ImageEugene Kwak and Claire Ko (standing), at home with their tenants, Melissa Phillips and Jack Whettam, the founders of Hidden Acre Farm, and their daughter, Phoenix.
Credit…Eugene Kwak

Mr. Kwak was no expert on rural living either, but he wasn’t about to let that stop him. “Living in the city and being exposed to the culinary scene, I was just naturally drawn to food systems, and looking at it upstream where the production happens,” he said. “I wanted to combine food systems with my design abilities, and try to create something that was innovative.”

So he embarked on a two-year crash course in farming, while conducting an exhaustive real estate search. He spent most of his free time volunteering in the fields at Stone Barns Center for Food and Agriculture and at Glynwood Center for Regional Food and Farming, in addition to attending workshops to learn as much as he could about farm operations (while getting a workout weeding and moving earth).

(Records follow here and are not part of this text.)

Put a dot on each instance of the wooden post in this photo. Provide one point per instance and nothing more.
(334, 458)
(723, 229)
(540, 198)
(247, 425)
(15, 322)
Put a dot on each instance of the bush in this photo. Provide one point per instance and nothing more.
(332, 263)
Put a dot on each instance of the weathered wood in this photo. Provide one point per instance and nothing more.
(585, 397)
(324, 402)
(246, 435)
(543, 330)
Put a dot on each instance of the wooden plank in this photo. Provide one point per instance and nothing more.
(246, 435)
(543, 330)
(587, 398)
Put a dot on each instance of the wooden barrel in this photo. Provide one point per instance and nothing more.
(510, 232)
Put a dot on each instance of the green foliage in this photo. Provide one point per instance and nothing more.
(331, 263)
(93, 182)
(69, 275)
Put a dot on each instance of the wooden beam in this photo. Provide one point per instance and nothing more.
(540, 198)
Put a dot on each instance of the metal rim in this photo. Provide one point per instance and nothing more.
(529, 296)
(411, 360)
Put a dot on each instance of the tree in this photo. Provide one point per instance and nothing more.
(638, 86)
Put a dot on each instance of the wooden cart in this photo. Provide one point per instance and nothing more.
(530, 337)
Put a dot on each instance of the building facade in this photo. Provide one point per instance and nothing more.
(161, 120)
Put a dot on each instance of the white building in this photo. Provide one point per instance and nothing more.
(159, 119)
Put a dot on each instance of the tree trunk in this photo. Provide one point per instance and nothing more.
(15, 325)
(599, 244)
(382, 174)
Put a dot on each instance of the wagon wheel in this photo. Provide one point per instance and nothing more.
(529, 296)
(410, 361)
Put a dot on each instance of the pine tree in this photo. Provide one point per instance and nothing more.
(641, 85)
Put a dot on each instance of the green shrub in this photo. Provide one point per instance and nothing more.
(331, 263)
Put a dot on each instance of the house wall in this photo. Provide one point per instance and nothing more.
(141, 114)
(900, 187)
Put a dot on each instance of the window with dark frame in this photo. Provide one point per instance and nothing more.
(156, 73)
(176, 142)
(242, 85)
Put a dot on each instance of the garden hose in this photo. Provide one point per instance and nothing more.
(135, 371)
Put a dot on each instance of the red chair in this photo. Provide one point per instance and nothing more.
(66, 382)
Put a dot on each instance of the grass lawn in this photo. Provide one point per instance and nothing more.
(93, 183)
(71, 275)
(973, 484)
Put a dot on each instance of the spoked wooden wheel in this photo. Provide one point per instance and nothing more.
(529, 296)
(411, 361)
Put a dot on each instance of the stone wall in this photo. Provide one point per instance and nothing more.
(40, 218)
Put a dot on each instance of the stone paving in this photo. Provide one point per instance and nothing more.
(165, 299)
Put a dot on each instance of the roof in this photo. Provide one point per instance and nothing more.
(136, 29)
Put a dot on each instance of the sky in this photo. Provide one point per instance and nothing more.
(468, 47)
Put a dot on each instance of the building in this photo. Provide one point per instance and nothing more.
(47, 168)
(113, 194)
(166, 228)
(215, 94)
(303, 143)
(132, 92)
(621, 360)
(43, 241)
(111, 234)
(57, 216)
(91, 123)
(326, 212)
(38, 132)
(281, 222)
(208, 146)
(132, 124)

After considering various properties within a two-hour drive of New York, he and Ms. Ko settled on a 16-acre lot in the town of Crawford, N.Y., in Orange County. Once part of a dairy farm, it was sitting idle. They bought it for $175,000 in March 2018.

For the two-family house, Mr. Kwak designed a black-stained pine box that looks as though it was chiseled away in places to reveal a deck, windows and doors. It contains two apartments: a 2,000-square-foot main unit with three bedrooms and a 1,000-square-foot unit with two bedrooms and a loft for a farmer tenant. Thomas Lane Construction completed the building in February 2019 for a total cost of about $630,000.

Credit…Jeff Cate

To help an enterprising farmer establish a farm, the couple decided to offer a free 30-year land lease on up to five acres. They also discounted the rent for the farmer’s apartment to $1,100 a month, after determining that area homes of a similar size rented for $1,500 to $1,800.

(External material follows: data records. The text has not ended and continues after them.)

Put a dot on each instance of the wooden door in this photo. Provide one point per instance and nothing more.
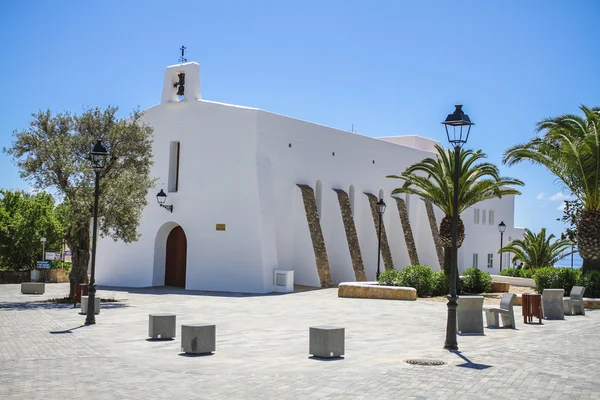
(176, 258)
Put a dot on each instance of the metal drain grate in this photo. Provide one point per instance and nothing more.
(426, 362)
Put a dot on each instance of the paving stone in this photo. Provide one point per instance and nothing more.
(47, 353)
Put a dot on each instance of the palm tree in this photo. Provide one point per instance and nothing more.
(535, 249)
(432, 179)
(570, 150)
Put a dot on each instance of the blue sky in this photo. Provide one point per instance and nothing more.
(388, 67)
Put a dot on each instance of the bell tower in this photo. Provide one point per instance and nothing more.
(182, 83)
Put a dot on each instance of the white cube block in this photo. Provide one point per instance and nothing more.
(162, 326)
(84, 300)
(198, 338)
(283, 281)
(326, 341)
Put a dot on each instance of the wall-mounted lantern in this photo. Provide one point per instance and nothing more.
(161, 197)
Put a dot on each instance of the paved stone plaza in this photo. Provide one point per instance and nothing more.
(262, 350)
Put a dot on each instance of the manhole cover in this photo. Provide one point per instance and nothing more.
(422, 361)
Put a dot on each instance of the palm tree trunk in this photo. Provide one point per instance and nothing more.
(446, 238)
(588, 239)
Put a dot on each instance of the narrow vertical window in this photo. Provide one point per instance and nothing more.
(351, 198)
(319, 197)
(173, 184)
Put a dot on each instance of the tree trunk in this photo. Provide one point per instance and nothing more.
(588, 240)
(80, 248)
(448, 265)
(446, 238)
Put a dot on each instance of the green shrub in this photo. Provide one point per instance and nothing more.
(556, 278)
(441, 284)
(419, 277)
(527, 273)
(516, 273)
(591, 281)
(475, 281)
(390, 277)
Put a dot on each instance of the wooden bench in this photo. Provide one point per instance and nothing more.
(506, 310)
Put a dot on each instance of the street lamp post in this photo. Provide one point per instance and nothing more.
(380, 210)
(501, 228)
(98, 156)
(43, 249)
(458, 126)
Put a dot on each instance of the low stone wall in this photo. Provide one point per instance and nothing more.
(15, 276)
(50, 276)
(372, 290)
(527, 282)
(500, 287)
(590, 303)
(56, 276)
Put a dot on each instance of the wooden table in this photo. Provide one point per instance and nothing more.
(532, 307)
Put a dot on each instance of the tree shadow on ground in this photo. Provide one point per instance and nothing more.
(170, 290)
(468, 363)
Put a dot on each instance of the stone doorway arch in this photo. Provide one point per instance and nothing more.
(170, 256)
(176, 257)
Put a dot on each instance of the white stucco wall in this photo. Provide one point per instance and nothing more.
(237, 168)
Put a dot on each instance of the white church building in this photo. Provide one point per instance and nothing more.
(250, 192)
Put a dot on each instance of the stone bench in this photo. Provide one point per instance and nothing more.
(326, 341)
(33, 288)
(198, 338)
(552, 303)
(506, 311)
(469, 314)
(372, 290)
(161, 326)
(84, 301)
(500, 287)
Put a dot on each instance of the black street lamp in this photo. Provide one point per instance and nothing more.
(98, 157)
(458, 126)
(161, 197)
(380, 210)
(501, 228)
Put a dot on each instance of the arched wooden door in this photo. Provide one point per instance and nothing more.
(176, 258)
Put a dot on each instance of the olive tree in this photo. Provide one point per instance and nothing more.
(53, 154)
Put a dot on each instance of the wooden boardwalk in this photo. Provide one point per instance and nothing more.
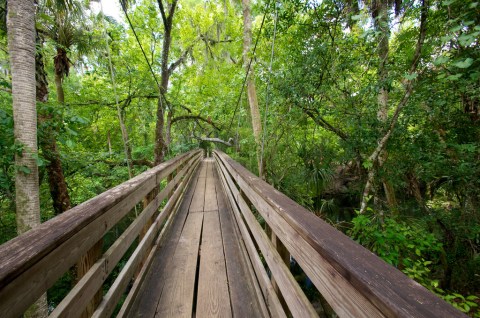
(201, 268)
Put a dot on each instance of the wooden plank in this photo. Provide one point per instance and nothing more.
(352, 279)
(82, 292)
(213, 298)
(33, 262)
(317, 270)
(145, 304)
(246, 297)
(177, 297)
(210, 195)
(296, 300)
(270, 297)
(139, 281)
(198, 201)
(107, 306)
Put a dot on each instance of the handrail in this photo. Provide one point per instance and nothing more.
(34, 261)
(354, 281)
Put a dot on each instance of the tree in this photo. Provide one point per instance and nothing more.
(251, 90)
(21, 42)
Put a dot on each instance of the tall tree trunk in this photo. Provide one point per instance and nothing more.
(382, 142)
(48, 143)
(251, 90)
(21, 44)
(160, 142)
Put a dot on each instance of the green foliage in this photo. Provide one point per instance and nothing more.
(411, 248)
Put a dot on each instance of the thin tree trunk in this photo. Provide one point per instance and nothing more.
(21, 44)
(48, 143)
(382, 142)
(59, 88)
(160, 140)
(251, 90)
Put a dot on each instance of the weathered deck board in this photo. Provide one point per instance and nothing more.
(146, 304)
(210, 194)
(203, 238)
(177, 298)
(198, 201)
(213, 298)
(242, 289)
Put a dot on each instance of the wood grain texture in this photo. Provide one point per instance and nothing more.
(210, 194)
(297, 302)
(162, 237)
(177, 297)
(246, 297)
(32, 262)
(145, 304)
(198, 200)
(213, 297)
(107, 306)
(269, 296)
(366, 277)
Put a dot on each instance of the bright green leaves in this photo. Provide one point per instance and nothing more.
(441, 60)
(411, 76)
(464, 63)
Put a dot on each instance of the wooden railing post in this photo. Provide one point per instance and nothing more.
(83, 266)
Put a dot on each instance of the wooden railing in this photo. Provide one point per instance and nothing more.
(34, 261)
(354, 281)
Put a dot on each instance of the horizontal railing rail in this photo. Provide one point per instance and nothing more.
(31, 263)
(354, 281)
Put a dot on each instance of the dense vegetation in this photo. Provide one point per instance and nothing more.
(370, 114)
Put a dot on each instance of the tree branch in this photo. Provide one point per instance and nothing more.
(195, 117)
(162, 12)
(96, 102)
(381, 144)
(228, 143)
(180, 60)
(319, 120)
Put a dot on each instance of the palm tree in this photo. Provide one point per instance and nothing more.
(61, 17)
(21, 43)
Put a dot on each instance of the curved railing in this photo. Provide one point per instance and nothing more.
(354, 281)
(34, 261)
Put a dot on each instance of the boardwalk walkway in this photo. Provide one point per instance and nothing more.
(200, 270)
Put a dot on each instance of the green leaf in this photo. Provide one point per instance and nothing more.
(410, 76)
(454, 77)
(24, 169)
(464, 64)
(441, 60)
(367, 164)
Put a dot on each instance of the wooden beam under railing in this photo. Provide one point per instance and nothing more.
(34, 261)
(354, 281)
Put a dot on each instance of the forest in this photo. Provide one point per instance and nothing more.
(367, 113)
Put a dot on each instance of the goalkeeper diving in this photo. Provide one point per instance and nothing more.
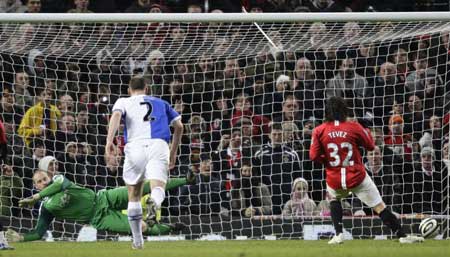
(63, 199)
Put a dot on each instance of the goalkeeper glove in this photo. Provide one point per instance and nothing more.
(12, 236)
(30, 201)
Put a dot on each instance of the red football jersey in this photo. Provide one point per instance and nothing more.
(335, 144)
(3, 139)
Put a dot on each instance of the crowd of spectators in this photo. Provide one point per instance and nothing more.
(248, 119)
(198, 6)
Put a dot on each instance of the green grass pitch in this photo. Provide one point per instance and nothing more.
(249, 248)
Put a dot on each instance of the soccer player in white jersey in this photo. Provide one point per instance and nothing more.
(147, 134)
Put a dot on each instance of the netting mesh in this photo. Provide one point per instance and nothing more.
(230, 84)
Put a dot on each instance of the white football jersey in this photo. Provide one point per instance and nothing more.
(145, 117)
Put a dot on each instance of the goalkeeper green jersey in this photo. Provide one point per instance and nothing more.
(63, 199)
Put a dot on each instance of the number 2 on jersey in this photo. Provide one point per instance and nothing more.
(334, 154)
(147, 116)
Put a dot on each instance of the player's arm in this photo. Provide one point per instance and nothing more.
(59, 184)
(366, 139)
(176, 140)
(44, 221)
(114, 123)
(315, 151)
(3, 143)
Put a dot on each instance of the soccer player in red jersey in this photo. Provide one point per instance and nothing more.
(335, 144)
(3, 143)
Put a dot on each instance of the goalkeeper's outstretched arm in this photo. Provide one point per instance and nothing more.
(44, 221)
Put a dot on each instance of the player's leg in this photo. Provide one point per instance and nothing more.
(118, 197)
(134, 177)
(336, 214)
(368, 193)
(156, 171)
(135, 213)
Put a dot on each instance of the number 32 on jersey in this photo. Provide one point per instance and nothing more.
(335, 154)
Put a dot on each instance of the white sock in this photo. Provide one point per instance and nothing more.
(135, 220)
(158, 194)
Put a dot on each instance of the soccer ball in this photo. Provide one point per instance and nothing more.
(429, 228)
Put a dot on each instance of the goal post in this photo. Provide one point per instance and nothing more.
(236, 79)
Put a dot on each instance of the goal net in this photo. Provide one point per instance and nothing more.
(250, 93)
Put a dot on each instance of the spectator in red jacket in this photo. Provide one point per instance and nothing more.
(3, 143)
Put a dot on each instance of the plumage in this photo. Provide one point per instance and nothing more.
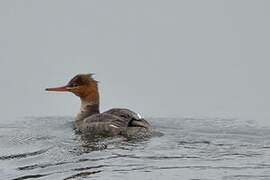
(116, 121)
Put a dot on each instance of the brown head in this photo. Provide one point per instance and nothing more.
(82, 85)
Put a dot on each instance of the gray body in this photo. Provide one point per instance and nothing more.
(113, 122)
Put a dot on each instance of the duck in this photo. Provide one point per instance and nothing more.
(89, 120)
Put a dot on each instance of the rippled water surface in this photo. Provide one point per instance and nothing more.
(48, 148)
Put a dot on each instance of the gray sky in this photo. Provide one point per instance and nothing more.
(157, 57)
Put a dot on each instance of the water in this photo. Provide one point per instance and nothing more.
(48, 148)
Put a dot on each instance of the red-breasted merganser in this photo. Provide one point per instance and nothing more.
(89, 120)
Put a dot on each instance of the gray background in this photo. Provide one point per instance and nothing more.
(161, 58)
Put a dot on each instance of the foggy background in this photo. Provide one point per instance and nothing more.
(162, 58)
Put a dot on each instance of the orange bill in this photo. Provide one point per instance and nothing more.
(59, 89)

“I wanted to really support and empower young and beginning farmers,” Mr. Kwak said.

When they invited applications through the Hudson Valley Farmland Finder, a service Ms. Ko described as “a website almost like Match.com to connect landlords to farmers,” they received more than 50 inquiries. Following an extensive interview process, they offered the lease to Melissa Phillips and Jack Whettam.

Originally from London, Mr. Whettam, 34, formerly worked as the director of sales at a golf company while Ms. Phillips, 35, had a master’s degree in sustainability from Texas State University. But after having their daughter, Phoenix, in 2016, they paused to consider their future.

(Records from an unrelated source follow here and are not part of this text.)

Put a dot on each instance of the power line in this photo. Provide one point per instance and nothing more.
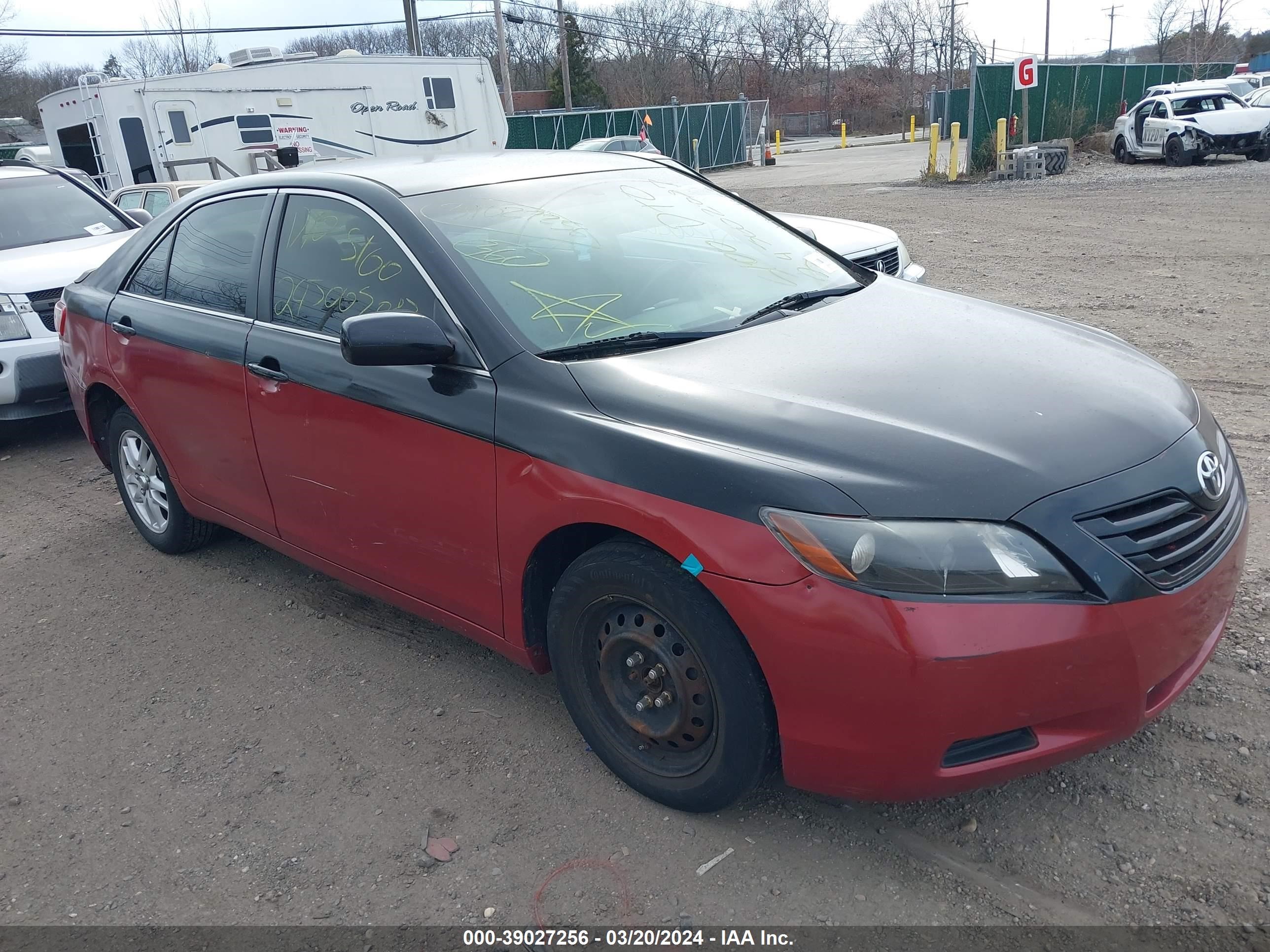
(109, 34)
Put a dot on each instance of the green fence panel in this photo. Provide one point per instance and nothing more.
(1068, 100)
(722, 130)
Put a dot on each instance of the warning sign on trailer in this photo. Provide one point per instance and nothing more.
(291, 134)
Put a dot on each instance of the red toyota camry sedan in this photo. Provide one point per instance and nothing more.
(756, 507)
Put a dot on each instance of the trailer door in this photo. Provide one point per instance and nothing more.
(179, 137)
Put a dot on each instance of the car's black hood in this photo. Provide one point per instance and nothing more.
(914, 402)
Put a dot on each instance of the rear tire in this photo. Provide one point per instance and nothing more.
(148, 492)
(625, 625)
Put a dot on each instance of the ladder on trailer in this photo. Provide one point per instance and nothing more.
(94, 109)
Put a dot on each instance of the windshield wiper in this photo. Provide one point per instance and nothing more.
(798, 300)
(628, 343)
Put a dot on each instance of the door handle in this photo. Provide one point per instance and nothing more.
(268, 373)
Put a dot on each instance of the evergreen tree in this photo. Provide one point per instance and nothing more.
(585, 88)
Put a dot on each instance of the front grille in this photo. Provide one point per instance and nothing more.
(972, 752)
(42, 304)
(885, 262)
(1167, 537)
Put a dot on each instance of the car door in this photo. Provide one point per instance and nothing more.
(388, 471)
(1156, 129)
(178, 331)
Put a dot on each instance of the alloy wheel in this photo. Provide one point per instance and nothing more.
(146, 492)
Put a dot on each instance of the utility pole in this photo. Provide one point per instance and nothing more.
(501, 34)
(948, 98)
(1112, 34)
(412, 28)
(1047, 32)
(564, 58)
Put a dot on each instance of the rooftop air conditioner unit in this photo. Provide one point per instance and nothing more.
(254, 55)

“We realized that we wanted to be doing something following our passions,” Mr. Whettam said. They found their way to the Kern Family Farm in North Fork, Calif., where they learned about regenerative farming, and never looked back.

Credit…Jeff Cate

Ms. Ko and Mr. Kwak’s Togather project made it possible for them to move to Crawford, where they started Hidden Acre Farm and began producing vegetables and flowers they now sell at farmers’ markets, including the Carroll Gardens Greenmarket, in Brooklyn.

But it wasn’t easy. “When we arrived, it was just a field of weeds,” Mr. Whettam said. Transforming the land into a productive farm required a significant investment of money and labor.

“You’ve got to dig a well, and then you’ve got to get the water from the well to the crops,” he said. “We put in cold storage for our vegetables, greenhouses, fencing. We farm organically and regeneratively, so a lot of investment went into improving the soil and bringing in compost and other soil amendments.”

He added: “We put our entire savings — and borrowings — into starting the farm.”

Following a touch-and-go start last year, 2020 has been more fruitful. “This year has just been worlds apart, in terms of enjoyment level,” Mr. Whettam said.

And they had neighbors on hand to share in their success, after Ms. Ko and Mr. Kwak moved to the farm full-time for five months when the coronavirus began spreading through New York in March.

Credit…Jeff Cate

“Because of Covid-19, we spent a lot more time during spring at the property,” Ms. Ko said. “We were able to help with getting the market ready, harvesting, weeding.”

“And babysitting,” Mr. Kwak said.

“The level of joy is beyond what we expected,” Ms. Ko said. “You just start building a lot of appreciation for what nature offers.”